Install Hookbase as an App
Hookbase is now an installable PWA: a standalone dashboard window, home-screen icon, and jump-list shortcuts, plus a branded offline shell that deliberately never caches stale webhook or delivery data.
Hookbase On Your Home Screen
You can now install Hookbase as an app. On Chrome, Edge, Android, and iOS Safari, add it to your home screen or desktop and it opens in its own window — no address bar, no browser tabs, just the dashboard.
This is a modest change. Hookbase is still the same web app, and it still needs a connection to show you live delivery data. But an installed shell is a nicer place to live when you're checking on webhooks a dozen times a day, and it let us make one deliberate decision about offline behavior that's worth explaining.
What You Get
Install Hookbase and you get a standalone PWA — a real app icon on your device that launches straight into /dashboard with no browser chrome.

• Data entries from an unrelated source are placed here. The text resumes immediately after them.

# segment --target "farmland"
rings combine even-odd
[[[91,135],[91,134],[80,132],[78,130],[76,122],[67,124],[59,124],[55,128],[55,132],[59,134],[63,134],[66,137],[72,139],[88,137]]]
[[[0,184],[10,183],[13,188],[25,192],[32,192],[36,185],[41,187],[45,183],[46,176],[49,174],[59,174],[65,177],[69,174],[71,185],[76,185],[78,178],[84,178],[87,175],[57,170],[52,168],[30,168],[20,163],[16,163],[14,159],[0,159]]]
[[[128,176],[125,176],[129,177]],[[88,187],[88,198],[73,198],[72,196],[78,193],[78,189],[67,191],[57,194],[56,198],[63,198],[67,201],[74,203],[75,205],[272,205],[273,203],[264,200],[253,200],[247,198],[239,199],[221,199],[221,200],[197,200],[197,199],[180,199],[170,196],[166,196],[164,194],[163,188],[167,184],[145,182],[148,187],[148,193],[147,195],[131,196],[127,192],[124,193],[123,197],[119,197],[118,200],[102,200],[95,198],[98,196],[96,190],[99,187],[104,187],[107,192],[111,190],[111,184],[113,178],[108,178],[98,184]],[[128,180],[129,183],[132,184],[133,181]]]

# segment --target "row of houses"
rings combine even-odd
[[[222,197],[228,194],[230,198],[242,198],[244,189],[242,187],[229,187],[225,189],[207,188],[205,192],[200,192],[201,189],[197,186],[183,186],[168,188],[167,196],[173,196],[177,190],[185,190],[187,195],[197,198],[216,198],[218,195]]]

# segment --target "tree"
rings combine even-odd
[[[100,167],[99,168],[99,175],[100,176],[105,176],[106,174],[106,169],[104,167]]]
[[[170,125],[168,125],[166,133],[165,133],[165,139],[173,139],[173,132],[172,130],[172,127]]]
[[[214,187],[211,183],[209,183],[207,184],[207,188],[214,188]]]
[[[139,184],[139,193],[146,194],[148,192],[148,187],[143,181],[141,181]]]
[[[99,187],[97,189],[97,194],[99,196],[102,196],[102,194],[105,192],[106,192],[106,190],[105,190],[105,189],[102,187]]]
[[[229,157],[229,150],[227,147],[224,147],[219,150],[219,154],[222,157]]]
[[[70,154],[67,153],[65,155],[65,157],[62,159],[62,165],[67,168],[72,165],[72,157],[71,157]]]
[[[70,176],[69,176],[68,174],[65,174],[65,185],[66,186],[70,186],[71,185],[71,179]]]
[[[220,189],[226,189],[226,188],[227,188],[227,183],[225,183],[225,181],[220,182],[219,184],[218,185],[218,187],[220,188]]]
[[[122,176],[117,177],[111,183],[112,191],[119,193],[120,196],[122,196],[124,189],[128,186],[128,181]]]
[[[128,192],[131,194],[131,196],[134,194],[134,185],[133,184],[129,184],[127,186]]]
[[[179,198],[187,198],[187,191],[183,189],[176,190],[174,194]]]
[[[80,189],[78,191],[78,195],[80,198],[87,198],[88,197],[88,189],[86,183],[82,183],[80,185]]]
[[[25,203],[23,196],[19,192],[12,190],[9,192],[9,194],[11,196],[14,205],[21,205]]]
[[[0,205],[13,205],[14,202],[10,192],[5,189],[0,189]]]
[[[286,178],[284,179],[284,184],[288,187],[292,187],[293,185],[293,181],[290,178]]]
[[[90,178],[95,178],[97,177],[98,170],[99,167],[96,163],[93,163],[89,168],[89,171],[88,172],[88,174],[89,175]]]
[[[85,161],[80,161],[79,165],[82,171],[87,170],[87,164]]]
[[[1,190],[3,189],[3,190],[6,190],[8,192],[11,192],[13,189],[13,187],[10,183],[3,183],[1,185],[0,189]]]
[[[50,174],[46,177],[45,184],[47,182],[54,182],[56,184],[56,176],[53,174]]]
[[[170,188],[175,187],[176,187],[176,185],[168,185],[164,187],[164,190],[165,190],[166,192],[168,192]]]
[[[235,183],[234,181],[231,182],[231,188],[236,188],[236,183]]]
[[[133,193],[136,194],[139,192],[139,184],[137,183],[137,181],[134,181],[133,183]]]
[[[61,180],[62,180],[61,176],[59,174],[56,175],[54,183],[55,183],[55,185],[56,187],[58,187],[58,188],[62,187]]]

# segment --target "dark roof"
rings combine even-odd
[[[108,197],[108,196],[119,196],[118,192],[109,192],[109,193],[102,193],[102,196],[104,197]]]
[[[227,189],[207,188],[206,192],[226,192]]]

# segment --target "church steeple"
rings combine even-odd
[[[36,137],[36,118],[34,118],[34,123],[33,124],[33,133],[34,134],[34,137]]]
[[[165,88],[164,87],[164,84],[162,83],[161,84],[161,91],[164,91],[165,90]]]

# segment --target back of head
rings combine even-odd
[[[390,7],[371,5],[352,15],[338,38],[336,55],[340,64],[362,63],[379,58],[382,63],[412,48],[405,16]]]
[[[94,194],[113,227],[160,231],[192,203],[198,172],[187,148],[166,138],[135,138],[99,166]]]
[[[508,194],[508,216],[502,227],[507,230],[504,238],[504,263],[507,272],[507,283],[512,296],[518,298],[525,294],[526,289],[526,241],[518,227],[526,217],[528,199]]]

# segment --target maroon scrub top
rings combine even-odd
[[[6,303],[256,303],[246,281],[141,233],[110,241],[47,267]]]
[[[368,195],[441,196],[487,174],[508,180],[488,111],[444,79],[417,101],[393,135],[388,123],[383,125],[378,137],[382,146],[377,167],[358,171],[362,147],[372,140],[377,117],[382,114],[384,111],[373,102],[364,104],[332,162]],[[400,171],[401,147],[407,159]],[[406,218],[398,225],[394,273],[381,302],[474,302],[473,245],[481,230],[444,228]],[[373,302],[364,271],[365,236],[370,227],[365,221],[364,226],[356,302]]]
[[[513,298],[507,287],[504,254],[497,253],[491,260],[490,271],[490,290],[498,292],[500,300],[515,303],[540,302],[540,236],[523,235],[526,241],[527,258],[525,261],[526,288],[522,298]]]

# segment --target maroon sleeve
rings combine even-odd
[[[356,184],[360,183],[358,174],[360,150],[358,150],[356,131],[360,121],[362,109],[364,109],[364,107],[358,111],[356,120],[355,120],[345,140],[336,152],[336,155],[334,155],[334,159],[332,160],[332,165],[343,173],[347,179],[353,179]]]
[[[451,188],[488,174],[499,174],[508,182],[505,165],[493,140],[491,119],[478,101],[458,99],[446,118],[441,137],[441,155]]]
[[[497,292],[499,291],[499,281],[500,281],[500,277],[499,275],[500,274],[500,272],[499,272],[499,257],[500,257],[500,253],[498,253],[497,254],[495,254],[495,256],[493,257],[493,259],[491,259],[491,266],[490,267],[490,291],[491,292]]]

- Standalone window. The manifest declares
display: standaloneandstart_url: /dashboard, so launching the icon drops you at the dashboard instead of the marketing site. - App icon. A maskable icon set for Android's adaptive shapes, plus an Apple touch icon for iOS home screens.
- Jump-list shortcuts. Long-press the icon on Android, or right-click it on desktop, and you get two shortcuts: Dashboard and Analytics. They deep-link straight into those pages.
- Theme color
#6366f1. The install chrome and splash use Hookbase's indigo, so it looks like the app and not a generic browser bookmark.
That's the whole surface. It's an installable shell, not a separate native build — same code, same auth, same everything, just in its own window.
The Offline Shell — And Why It Stays Dumb
Here's the part we thought about the most.
Hookbase ships a small, hand-written service worker (public/sw.js — no build tooling, ~100 lines you can read). It precaches a branded /offline page and static assets. If a navigation fails because you're disconnected, you get the Hookbase offline screen instead of the browser's dinosaur.
What the service worker does not do is cache any live data:
- API and auth traffic is never cached. Anything under
/api/or/auth/, and anything cross-origin (includingapi.hookbase.app), goes straight to the network. Non-GET requests are left untouched entirely. - Navigations are network-first. When you're online, you always get a fresh page. The cache is only a fallback for when the network isn't there.
- Only static assets get cached — JS, CSS, fonts, icons — with stale-while-revalidate.
This was a design decision, not a limitation we ran out of time to fix. A webhook dashboard is an operational tool. Stale delivery counts, a cached "all green" from ten minutes ago, an event list that's silently frozen — those don't just fail to help, they actively mislead you during the exact moment you're relying on them. So the rule is simple: online, you get fresh data or you get nothing; offline, you get a clear "you're offline" state, never old numbers dressed up as current ones.
The offline page says exactly that: "Hookbase needs a connection to load live webhook data." No fake dashboard, no ghost metrics.
If you want offline-driven recovery workflows, that already exists — from an agent, not a cache. See the MCP tools for webhook recovery.
How To Install
Chrome / Edge / Android. An install icon appears in the address bar. Click it and confirm. We also show a dismissible Install Hookbase prompt inside the dashboard that triggers the same native flow — dismiss it once and it stays gone.
iOS Safari. Safari has no install prompt event, so there's no button we can wire up. Instead, tap the Share button and choose Add to Home Screen. The in-app prompt shows these steps on iOS so you're not left guessing.
Once installed, the app detects standalone mode and hides the install prompt — you won't be nagged to install something you already have.
Where This Goes
This is a small, honest first step: an installable shell with a graceful offline state and a firm rule against showing stale data. It doesn't try to be an offline-capable data app, because a webhook relay shouldn't pretend it can operate without a connection.
What might follow — no promises — is richer install polish like screenshots in the manifest for a nicer install card, and, further out, push-based delivery alerts so a failing route could notify you on your phone even when the app is closed. We have not shipped push, and we won't until we're confident the alerts are accurate enough to trust. Until then, install the shell, pin it wherever you keep the tools you actually open, and keep an eye on your webhooks from /dashboard.